Я снова сажусь в свое кресло хай-тек.
— Я ценю твой порыв, но должен заметить, что получается у тебя паршиво. В смысле, какой-то кривой из тебя спаситель. Эти твои постоянные замечания, что живу я хреново и все такое. После таких заявлений как-то не переполняешься радостью бытия.
— Да, наверное. Прошу прошения, был неправ. Но, главное, я тебя предупредил. Следуй моим советам и доживешь до седин. Умрешь от старости. Или тебя переедет автобус. Но еще очень не скоро. А если будешь и дальше вот так, как сейчас, тратить свою жизнь впустую, то все закончится очень быстро.
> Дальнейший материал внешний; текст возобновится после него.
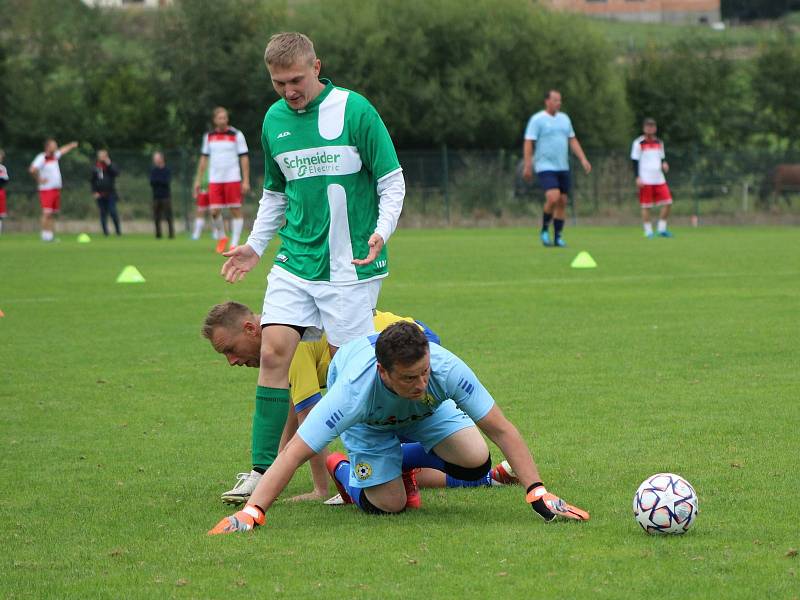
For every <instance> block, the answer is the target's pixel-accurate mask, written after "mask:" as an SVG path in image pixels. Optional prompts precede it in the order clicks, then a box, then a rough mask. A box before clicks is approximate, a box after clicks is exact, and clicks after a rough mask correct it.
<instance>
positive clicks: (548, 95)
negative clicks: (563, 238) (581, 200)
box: [522, 90, 592, 248]
mask: <svg viewBox="0 0 800 600" xmlns="http://www.w3.org/2000/svg"><path fill="white" fill-rule="evenodd" d="M560 109H561V92H559V91H558V90H549V91H548V92H547V93H546V94H545V96H544V110H541V111H539V112H538V113H536V114H535V115H533V116H532V117H531V118H530V120H529V121H528V126H527V127H526V128H525V143H524V145H523V161H524V162H523V171H522V176H523V178H524V179H525V181H533V167H532V165H531V162H533V166H535V168H536V177H537V178H538V179H539V185H541V186H542V189H543V190H544V209H543V210H542V231H541V233H540V234H539V237H540V239H541V240H542V244H544V245H545V246H550V245H551V243H550V221H553V242H552V245H553V246H555V247H559V248H563V247H565V246H566V245H567V244H566V242H565V241H564V239H563V238H562V237H561V232H562V231H563V230H564V218H565V216H566V208H567V200H568V198H569V192H570V188H571V187H572V182H571V178H570V173H569V156H568V149H569V150H572V153H573V154H574V155H575V156H577V157H578V160H580V161H581V166H582V167H583V170H584V171H586V173H587V174H588V173H590V172H591V170H592V165H591V164H590V163H589V161H588V160H587V159H586V155H585V154H584V153H583V148H581V144H580V142H579V141H578V138H576V137H575V130H574V129H573V128H572V121H571V120H570V118H569V117H568V116H567V115H566V114H565V113H563V112H560Z"/></svg>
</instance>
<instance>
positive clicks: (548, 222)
mask: <svg viewBox="0 0 800 600" xmlns="http://www.w3.org/2000/svg"><path fill="white" fill-rule="evenodd" d="M552 220H553V215H552V213H542V231H547V230H548V229H549V228H550V221H552Z"/></svg>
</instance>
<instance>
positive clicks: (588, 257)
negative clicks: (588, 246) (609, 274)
mask: <svg viewBox="0 0 800 600" xmlns="http://www.w3.org/2000/svg"><path fill="white" fill-rule="evenodd" d="M570 266H571V267H572V268H573V269H594V268H596V267H597V263H596V262H594V259H593V258H592V255H591V254H589V253H588V252H586V251H585V250H583V251H581V252H578V256H576V257H575V260H573V261H572V264H571V265H570Z"/></svg>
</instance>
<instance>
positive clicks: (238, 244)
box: [231, 217, 244, 248]
mask: <svg viewBox="0 0 800 600" xmlns="http://www.w3.org/2000/svg"><path fill="white" fill-rule="evenodd" d="M242 227H244V219H243V218H242V217H239V218H238V219H231V248H233V247H234V246H238V245H239V238H240V237H242Z"/></svg>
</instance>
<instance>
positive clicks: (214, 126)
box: [194, 106, 250, 248]
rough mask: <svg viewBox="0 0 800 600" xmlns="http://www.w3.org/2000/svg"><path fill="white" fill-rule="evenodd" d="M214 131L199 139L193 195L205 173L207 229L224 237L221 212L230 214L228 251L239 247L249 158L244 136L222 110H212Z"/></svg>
mask: <svg viewBox="0 0 800 600" xmlns="http://www.w3.org/2000/svg"><path fill="white" fill-rule="evenodd" d="M213 122H214V129H213V130H212V131H210V132H208V133H206V134H205V135H204V136H203V147H202V150H201V155H200V163H199V164H198V165H197V176H196V177H195V181H194V189H195V195H197V194H198V193H199V191H200V182H201V181H202V179H203V176H204V174H205V171H206V169H208V197H209V205H210V208H211V226H212V227H216V229H217V234H218V235H219V238H220V239H222V238H224V237H225V225H224V222H223V220H222V209H223V208H227V209H229V210H230V211H231V239H230V242H231V245H230V247H231V248H235V247H236V246H238V245H239V238H240V237H241V235H242V228H243V226H244V218H243V217H242V197H243V196H246V195H247V194H249V193H250V158H249V156H248V150H247V142H246V141H245V139H244V134H243V133H242V132H241V131H239V130H238V129H235V128H234V127H231V126H230V124H229V118H228V111H227V109H225V108H223V107H222V106H218V107H217V108H215V109H214V113H213Z"/></svg>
Стало быть, надо принять решение. Жизненно важное решение. Я закрываю глаза и прислушиваюсь. Как часы тикают мое имя. Скотт. Скотт. Скотт. Одно тик-так — один удар сердца. Каждый из которых может стать последним.
Решения. Жить, как Джим. Или умереть.
— А если я умру, что станет с женой?
— Меня очень радует, что ты об этом спросил, — говорит Джим с улыбкой до ушей. — Давай досмотрим кассету.
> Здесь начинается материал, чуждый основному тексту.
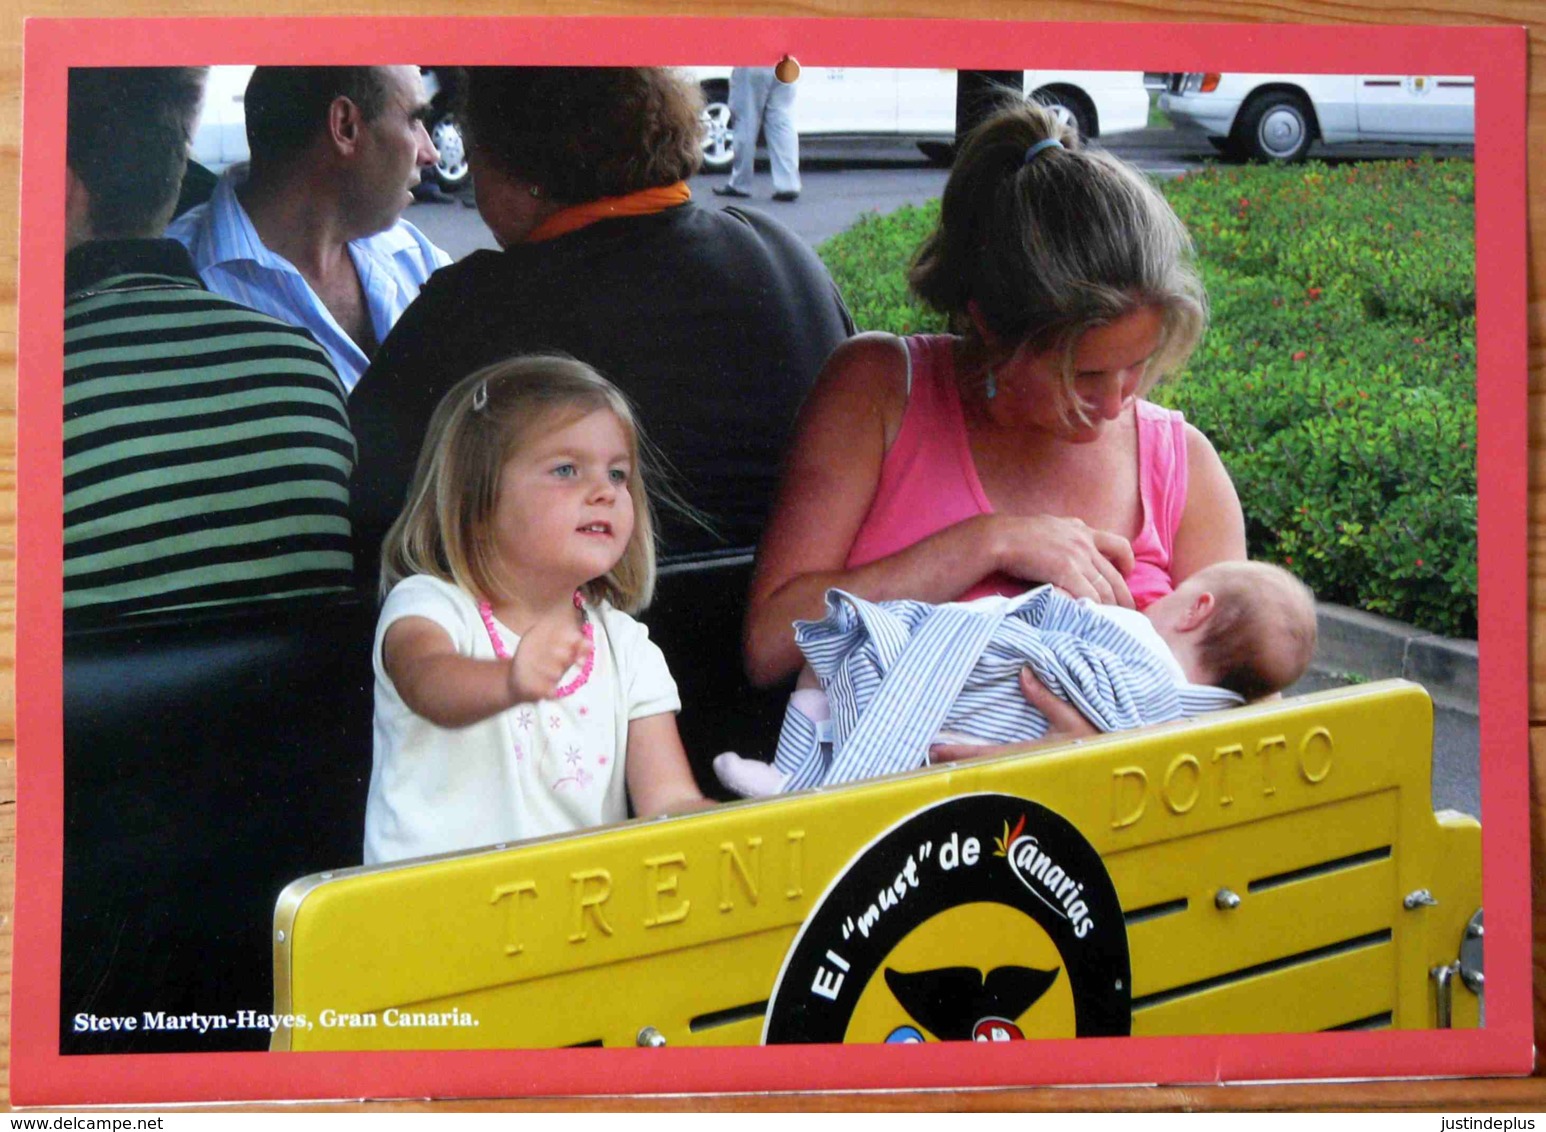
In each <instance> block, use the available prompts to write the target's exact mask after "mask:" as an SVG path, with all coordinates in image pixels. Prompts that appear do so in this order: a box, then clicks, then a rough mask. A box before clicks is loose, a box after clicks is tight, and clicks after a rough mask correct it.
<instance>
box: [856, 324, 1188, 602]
mask: <svg viewBox="0 0 1546 1132" xmlns="http://www.w3.org/2000/svg"><path fill="white" fill-rule="evenodd" d="M951 343H952V339H951V337H948V336H923V334H920V336H917V337H911V339H906V345H908V365H909V393H908V410H906V413H904V414H903V418H901V428H900V431H898V433H897V439H895V442H892V445H890V450H889V452H887V453H886V461H884V464H881V472H880V484H878V487H877V489H875V501H873V503H872V504H870V509H869V513H867V515H866V517H864V523H863V524H861V526H860V530H858V535H856V537H855V540H853V547H852V549H850V551H849V560H847V566H849V568H853V566H864V564H866V563H872V561H875V560H877V558H884V557H887V555H892V554H897V552H898V551H903V549H906V547H909V546H912V544H914V543H917V541H920V540H921V538H928V537H929V535H932V534H935V532H937V530H943V529H945V527H949V526H954V524H955V523H960V521H962V520H968V518H971V517H972V515H989V513H993V504H991V503H989V501H988V495H986V493H985V492H983V490H982V481H979V479H977V467H976V464H972V458H971V445H969V444H968V439H966V419H965V416H962V402H960V391H959V387H957V384H955V356H954V353H952V345H951ZM1136 410H1138V492H1139V496H1141V503H1142V526H1141V527H1139V530H1138V537H1136V538H1133V558H1135V566H1133V572H1132V574H1129V575H1127V588H1129V589H1130V591H1132V594H1133V602H1135V603H1136V605H1138V608H1139V609H1142V608H1146V606H1147V605H1149V603H1150V602H1155V600H1158V598H1161V597H1164V595H1166V594H1169V592H1170V591H1172V589H1173V588H1175V586H1173V585H1172V581H1170V547H1172V546H1173V543H1175V532H1177V527H1178V526H1180V524H1181V510H1183V509H1184V507H1186V427H1184V421H1183V418H1181V414H1180V413H1177V411H1173V410H1167V408H1159V407H1158V405H1152V404H1149V402H1147V401H1139V402H1138V405H1136ZM1030 585H1031V583H1027V581H1023V580H1020V578H1013V577H1008V575H1005V574H993V575H989V577H986V578H983V580H982V581H979V583H977V585H976V586H972V588H971V589H968V591H966V592H965V594H962V595H960V600H963V602H965V600H971V598H974V597H983V595H986V594H1005V595H1014V594H1022V592H1025V591H1027V589H1028V588H1030Z"/></svg>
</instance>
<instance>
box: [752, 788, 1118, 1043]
mask: <svg viewBox="0 0 1546 1132" xmlns="http://www.w3.org/2000/svg"><path fill="white" fill-rule="evenodd" d="M1130 987H1132V973H1130V965H1129V956H1127V928H1125V925H1124V923H1122V909H1121V906H1119V905H1118V902H1116V889H1115V888H1113V886H1112V878H1110V877H1108V875H1107V874H1105V866H1104V864H1102V863H1101V857H1099V854H1096V852H1095V849H1091V847H1090V843H1088V841H1085V840H1084V837H1082V835H1081V834H1079V830H1078V829H1074V827H1073V826H1071V824H1070V823H1067V821H1065V820H1064V818H1061V817H1059V815H1056V813H1053V812H1051V810H1048V809H1047V807H1045V806H1037V804H1036V803H1031V801H1027V800H1023V798H1013V796H1010V795H1002V793H977V795H966V796H963V798H951V800H949V801H943V803H940V804H938V806H931V807H929V809H926V810H920V812H918V813H914V815H912V817H911V818H908V820H904V821H903V823H901V824H898V826H895V827H894V829H890V830H889V832H886V834H884V835H881V837H880V840H877V841H875V843H873V844H870V846H869V847H866V849H864V851H861V852H860V854H858V857H855V858H853V860H852V861H850V863H849V866H847V868H846V869H844V871H843V874H841V875H839V877H838V878H836V880H835V881H833V883H832V886H830V888H829V889H827V892H826V895H824V897H822V898H821V902H819V903H818V905H816V909H815V911H813V912H812V914H810V919H807V920H805V925H804V926H802V928H801V933H799V936H798V937H796V939H795V945H793V946H792V948H790V953H788V956H787V957H785V960H784V970H782V971H781V974H779V979H778V985H776V987H775V990H773V999H771V1001H770V1004H768V1013H767V1024H765V1027H764V1033H762V1041H764V1042H925V1041H982V1042H1003V1041H1022V1039H1025V1038H1074V1036H1078V1038H1093V1036H1121V1035H1127V1033H1129V1030H1130V1027H1132V991H1130Z"/></svg>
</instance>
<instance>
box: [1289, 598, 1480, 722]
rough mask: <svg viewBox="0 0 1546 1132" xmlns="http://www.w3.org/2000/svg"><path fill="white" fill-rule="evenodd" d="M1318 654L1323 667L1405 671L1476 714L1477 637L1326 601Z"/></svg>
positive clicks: (1336, 669)
mask: <svg viewBox="0 0 1546 1132" xmlns="http://www.w3.org/2000/svg"><path fill="white" fill-rule="evenodd" d="M1316 626H1317V631H1319V634H1320V639H1319V643H1317V645H1316V660H1314V663H1313V665H1311V668H1313V670H1314V671H1320V673H1348V674H1354V676H1364V677H1367V679H1370V680H1385V679H1391V677H1402V679H1407V680H1415V682H1416V684H1421V685H1422V687H1424V688H1427V690H1429V694H1430V696H1432V697H1433V702H1435V704H1438V705H1441V707H1447V708H1450V710H1455V711H1464V713H1467V714H1472V716H1475V714H1476V713H1478V704H1476V642H1475V640H1455V639H1450V637H1439V636H1435V634H1432V632H1429V631H1425V629H1418V628H1415V626H1411V625H1405V623H1404V622H1396V620H1391V619H1388V617H1379V615H1376V614H1370V612H1364V611H1362V609H1348V608H1347V606H1340V605H1331V603H1328V602H1320V603H1317V606H1316Z"/></svg>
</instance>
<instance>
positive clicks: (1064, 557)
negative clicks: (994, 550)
mask: <svg viewBox="0 0 1546 1132" xmlns="http://www.w3.org/2000/svg"><path fill="white" fill-rule="evenodd" d="M988 518H989V520H993V521H994V535H993V537H994V540H996V551H994V557H996V560H997V563H999V569H1000V571H1002V572H1003V574H1010V575H1013V577H1017V578H1025V580H1027V581H1050V583H1053V585H1054V586H1057V588H1061V589H1065V591H1068V592H1070V594H1071V595H1073V597H1090V598H1095V600H1096V602H1099V603H1101V605H1119V606H1124V608H1127V609H1132V608H1133V595H1132V594H1130V592H1129V589H1127V581H1125V577H1127V575H1129V574H1132V569H1133V547H1132V543H1129V541H1127V540H1125V538H1122V537H1121V535H1113V534H1112V532H1110V530H1098V529H1095V527H1091V526H1088V524H1085V523H1084V521H1082V520H1076V518H1057V517H1054V515H1031V517H1027V518H1020V517H1014V515H991V517H988Z"/></svg>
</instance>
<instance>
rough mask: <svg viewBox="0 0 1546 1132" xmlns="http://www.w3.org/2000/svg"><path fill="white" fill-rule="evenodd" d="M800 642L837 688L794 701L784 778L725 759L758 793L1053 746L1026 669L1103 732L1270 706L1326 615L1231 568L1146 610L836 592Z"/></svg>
mask: <svg viewBox="0 0 1546 1132" xmlns="http://www.w3.org/2000/svg"><path fill="white" fill-rule="evenodd" d="M796 639H798V642H799V646H801V650H802V651H804V653H805V657H807V660H809V662H810V667H812V670H815V674H816V677H818V679H819V684H821V688H819V690H816V688H804V690H799V691H796V693H795V694H793V696H792V697H790V707H788V713H787V714H785V719H784V731H782V735H781V736H779V747H778V755H776V756H775V759H773V764H771V765H770V764H767V762H759V761H754V759H744V758H741V756H739V755H733V753H725V755H720V756H719V758H716V759H714V772H716V773H717V775H719V779H720V781H722V783H724V784H725V786H727V787H728V789H730V790H733V792H736V793H739V795H742V796H761V795H770V793H781V792H787V790H799V789H805V787H810V786H830V784H838V783H849V781H855V779H860V778H870V776H873V775H883V773H895V772H900V770H912V769H915V767H920V765H923V764H926V762H928V748H929V745H931V744H932V742H937V741H951V742H980V744H1005V742H1028V741H1034V739H1039V738H1040V736H1042V735H1045V731H1047V718H1045V716H1044V714H1042V713H1039V711H1037V710H1036V708H1033V707H1031V705H1030V704H1027V702H1025V699H1023V696H1022V694H1020V691H1019V687H1017V679H1016V677H1017V674H1019V671H1020V668H1022V667H1030V668H1031V671H1033V673H1034V674H1036V677H1037V679H1039V680H1040V682H1042V684H1044V685H1045V687H1047V690H1048V691H1051V693H1053V694H1054V696H1057V697H1059V699H1062V701H1065V702H1068V704H1071V705H1074V707H1076V708H1078V710H1079V711H1081V713H1082V714H1084V716H1085V718H1087V719H1088V721H1090V722H1091V724H1093V725H1095V727H1098V728H1099V730H1102V731H1116V730H1124V728H1130V727H1141V725H1146V724H1161V722H1169V721H1172V719H1183V718H1187V716H1194V714H1198V713H1201V711H1214V710H1220V708H1226V707H1235V705H1238V704H1243V702H1249V701H1255V699H1262V697H1263V696H1269V694H1272V693H1275V691H1282V690H1283V688H1286V687H1288V685H1291V684H1292V682H1294V680H1297V679H1299V677H1300V676H1302V674H1303V671H1305V668H1306V667H1308V665H1309V657H1311V654H1313V653H1314V646H1316V603H1314V595H1313V594H1311V592H1309V589H1306V588H1305V585H1303V583H1302V581H1299V578H1296V577H1294V575H1292V574H1289V572H1288V571H1285V569H1282V568H1279V566H1269V564H1266V563H1252V561H1229V563H1217V564H1214V566H1209V568H1206V569H1203V571H1198V572H1197V574H1194V575H1192V577H1189V578H1187V580H1186V581H1183V583H1181V586H1180V588H1177V589H1175V591H1173V592H1170V594H1167V595H1166V597H1161V598H1159V600H1156V602H1153V603H1152V605H1150V606H1149V608H1147V609H1146V611H1144V612H1135V611H1132V609H1122V608H1121V606H1108V605H1105V606H1104V605H1095V603H1093V602H1088V600H1081V602H1076V600H1073V598H1070V597H1068V595H1067V594H1064V592H1062V591H1059V589H1054V588H1053V586H1040V588H1039V589H1033V591H1031V592H1030V594H1027V595H1023V597H1020V598H1002V597H988V598H982V600H979V602H971V603H965V605H946V606H932V605H928V603H923V602H881V603H870V602H863V600H860V598H855V597H852V595H849V594H844V592H841V591H832V592H829V595H827V617H826V619H824V620H821V622H799V623H796ZM904 673H912V674H914V677H917V679H912V677H908V676H906V674H904Z"/></svg>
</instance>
Жжжжжж. А потом — брызги, летящие из-под черных колес на мокром черном асфальте. Общий план: черный катафалк на дороге к пригородному кладбищу. На катафалке покоится гроб, а в гробу, надо думать, — я. Или, вернее, то, что от меня осталось. Потому что я мертвый.
Медленный наплыв. Конференц-зал в местном планетарии. На экране над сценой — мое лицо, сложенное из созвездий. Мои очки, моя челка. На сцене — гроб, вдоль которого ходит туда-сюда директор планетария. Он ступает неслышно в своих мягких туфлях и периодически смотрит в зал. Кстати замечу, что в зале аншлаг. Ни одного свободного места.
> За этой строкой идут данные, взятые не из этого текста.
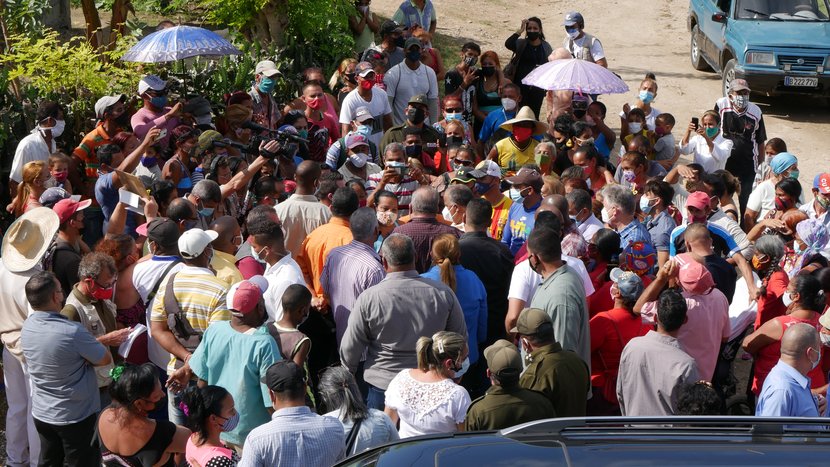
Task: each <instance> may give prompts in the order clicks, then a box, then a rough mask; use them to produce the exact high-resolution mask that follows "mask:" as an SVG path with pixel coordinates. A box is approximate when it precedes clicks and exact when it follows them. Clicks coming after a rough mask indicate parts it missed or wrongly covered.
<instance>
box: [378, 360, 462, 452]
mask: <svg viewBox="0 0 830 467" xmlns="http://www.w3.org/2000/svg"><path fill="white" fill-rule="evenodd" d="M411 371H413V370H403V371H401V372H400V373H398V374H397V375H395V377H394V378H393V379H392V381H391V382H390V383H389V387H388V388H387V389H386V406H387V407H389V408H392V409H395V410H397V411H398V417H399V418H400V420H401V427H400V429H399V430H398V432H399V433H400V436H401V438H409V437H412V436H420V435H426V434H432V433H453V432H455V431H456V429H457V426H456V425H457V424H459V423H464V419H465V418H466V417H467V408H469V407H470V394H468V393H467V390H466V389H464V388H463V387H461V386H459V385H457V384H455V383H454V382H453V381H452V380H451V379H444V380H441V381H437V382H432V383H425V382H421V381H418V380H416V379H415V378H413V377H412V375H411V374H410V372H411Z"/></svg>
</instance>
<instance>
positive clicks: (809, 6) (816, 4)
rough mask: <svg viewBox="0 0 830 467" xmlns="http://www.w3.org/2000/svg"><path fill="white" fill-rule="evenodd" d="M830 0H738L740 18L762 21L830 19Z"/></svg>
mask: <svg viewBox="0 0 830 467" xmlns="http://www.w3.org/2000/svg"><path fill="white" fill-rule="evenodd" d="M829 2H830V0H738V2H737V4H736V5H735V16H736V17H737V18H738V19H752V20H760V21H828V18H830V3H829Z"/></svg>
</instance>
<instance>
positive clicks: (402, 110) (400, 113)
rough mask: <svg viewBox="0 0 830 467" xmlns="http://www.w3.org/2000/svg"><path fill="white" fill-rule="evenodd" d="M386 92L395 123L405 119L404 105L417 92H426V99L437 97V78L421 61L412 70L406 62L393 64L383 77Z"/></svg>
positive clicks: (422, 93) (435, 98)
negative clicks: (390, 102)
mask: <svg viewBox="0 0 830 467" xmlns="http://www.w3.org/2000/svg"><path fill="white" fill-rule="evenodd" d="M383 83H384V84H385V85H386V93H387V94H388V95H389V98H390V99H392V102H393V104H392V120H393V121H394V123H395V125H402V124H403V123H404V121H406V107H407V106H408V105H409V99H410V98H411V97H412V96H417V95H418V94H426V96H427V99H438V79H437V78H436V77H435V71H433V69H432V68H430V67H428V66H426V65H424V64H423V63H421V64H420V66H418V68H416V69H414V70H412V69H410V68H409V67H408V66H407V65H406V62H401V63H399V64H397V65H395V66H393V67H392V68H391V69H390V70H389V71H388V72H386V75H384V77H383Z"/></svg>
Первый ряд, слева направо. Моя мама. У нее красный нос, а глаза — еще даже краснее. Папа. Сидит, уткнувшись в журнал; читает, чуть ли не носом. Или, может быть, спит? Брат. Грызет ногти. Сестрица, чей муж сейчас в тюрьме за домогательства к старшей дочери. Его старшая дочь, которая дочка моей сестры. Моя сестра, чей муж… нет, ее мы уже посчитали. Бабушка с папиной стороны. Рыдает, сморкаясь в носовой платок. Дедушка с маминой стороны. Сидит, стрижет бороду маникюрными ножницами. Друг семьи, который не хочет, чтобы его называли по имени. Мой лучший друг Вик Двадцатка, о котором чуть позже. Мой начальник на телеканале НФ Гарри Делец, в серебристом костюме, призванном привлекать внимание. Галстук — как серебристая полоса. На рубашке — коллаж фотографий с видами из окна его спальни. Рядом — его… э… партнер Доктор Бэмс, автор научно-популярного бестселлера «Почему кровь липкая». Еще дальше — Спот Плектр, основатель фан-клуба Скотта Спектра. Кстати, это — не настоящее имя. Он изменил свое имя, потому что хотел быть похожим на меня. Он копирует меня во всем. Даже одевается точно как я. Ой, жираф Джим тоже здесь. На заднем ряду, второй слева. Его видно за милю. С его самодовольной улыбочкой.